“New York can be lived as a small town”


“Even with that sprawl of humanity, New York can be lived as a small town, familiar and compact.”

— “Immigrants Are Not the Enemy, They Are Us,” by Jim Dwyer, The New York Times, November 2, 2017


So true. I was walking around the City the day before yesterday and had just this feeling. With the exception of a very few neighborhoods, one being Times Square, one can amble about the City and feel that one is in a cozy neighborhood where all are welcome, everything is accessible to you, business establishments are inviting and customer friendly, and people are laid back. (Besides being friendly; one wouldn’t expect this in a big city which is supposed to be cold and impersonal and full of Sammy Glick types, but it’s true.)

I was on Amsterdam Avenue in the West 70’s; it was a sunny day. People were strolling about leisurely or chatting in local pubs and restaurants. There was an undeniable air of tranquility and an unhurried pace which seemed to prevail. I made my way down Broadway to Columbus Circle and then to Carnegie Hall at 57th Street and Seventh Avenue and stood there, first talking to a friend on a cell phone and then studying the advertisements for upcoming concerts as strollers passed by.
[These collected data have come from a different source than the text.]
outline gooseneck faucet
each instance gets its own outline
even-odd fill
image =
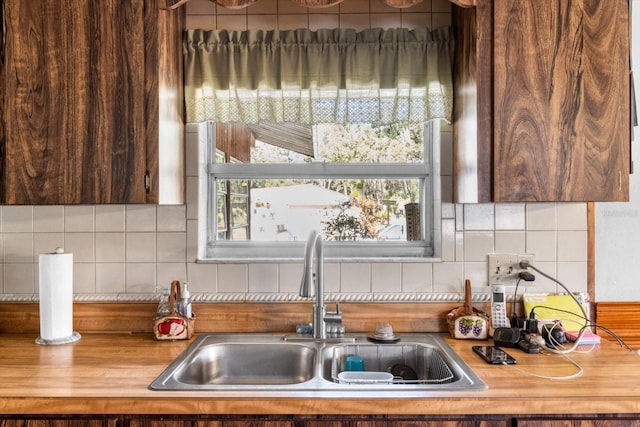
[[[313,305],[313,338],[315,339],[327,338],[323,246],[322,235],[315,230],[312,231],[304,249],[304,270],[302,272],[302,281],[300,282],[300,296],[305,298],[313,297],[314,287],[312,285],[315,282],[316,302]],[[314,258],[316,259],[315,271],[313,271]]]

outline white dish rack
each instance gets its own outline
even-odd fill
[[[337,383],[353,383],[344,379],[345,364],[348,356],[359,356],[364,360],[365,372],[390,372],[396,364],[405,365],[417,374],[417,379],[405,379],[395,376],[394,384],[443,384],[452,382],[454,374],[439,351],[423,344],[345,344],[333,349],[331,378]],[[349,378],[349,376],[347,376]],[[376,381],[368,381],[376,383]],[[383,379],[380,384],[388,384]]]

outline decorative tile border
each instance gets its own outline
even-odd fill
[[[217,293],[217,294],[191,294],[195,303],[283,303],[305,302],[308,298],[302,298],[293,293]],[[74,302],[158,302],[161,294],[76,294]],[[474,302],[490,301],[490,294],[476,294]],[[0,302],[38,302],[38,294],[0,294]],[[457,293],[330,293],[326,295],[326,301],[334,302],[462,302],[464,295]]]

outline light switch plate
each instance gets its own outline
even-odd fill
[[[488,285],[502,284],[506,286],[515,285],[518,281],[518,274],[525,271],[520,268],[520,261],[527,260],[533,264],[535,257],[533,254],[489,254],[489,282]],[[531,286],[534,282],[527,282]]]

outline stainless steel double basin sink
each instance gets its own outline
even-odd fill
[[[350,370],[354,358],[358,371]],[[404,334],[399,342],[384,344],[369,342],[366,335],[346,343],[287,341],[278,334],[205,334],[149,386],[313,396],[420,395],[485,387],[439,334]]]

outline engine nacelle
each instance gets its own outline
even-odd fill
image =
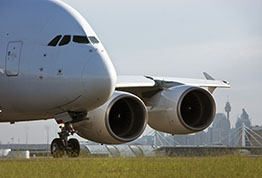
[[[140,98],[116,91],[104,105],[89,111],[86,120],[74,123],[73,127],[85,139],[121,144],[138,138],[147,120],[147,109]]]
[[[189,134],[204,130],[214,120],[216,105],[205,89],[181,85],[163,90],[149,101],[149,125],[170,134]]]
One would have thought one was on Main Street in Smallville, USA.


— Roger W. Smith

   November 3, 2017



Note: Sammy Glick is the main character in Budd Schulberg’s novel What Makes Sammy Run?

1 thought on ““New York can be lived as a small town”

  1. Carol Hay

    Yes, walking around the city after you abandoned your sister in the Bronx in a crazy, childish temper tantrum, fueled by unwarranted rage and total self-centeredness. Completely unhinged.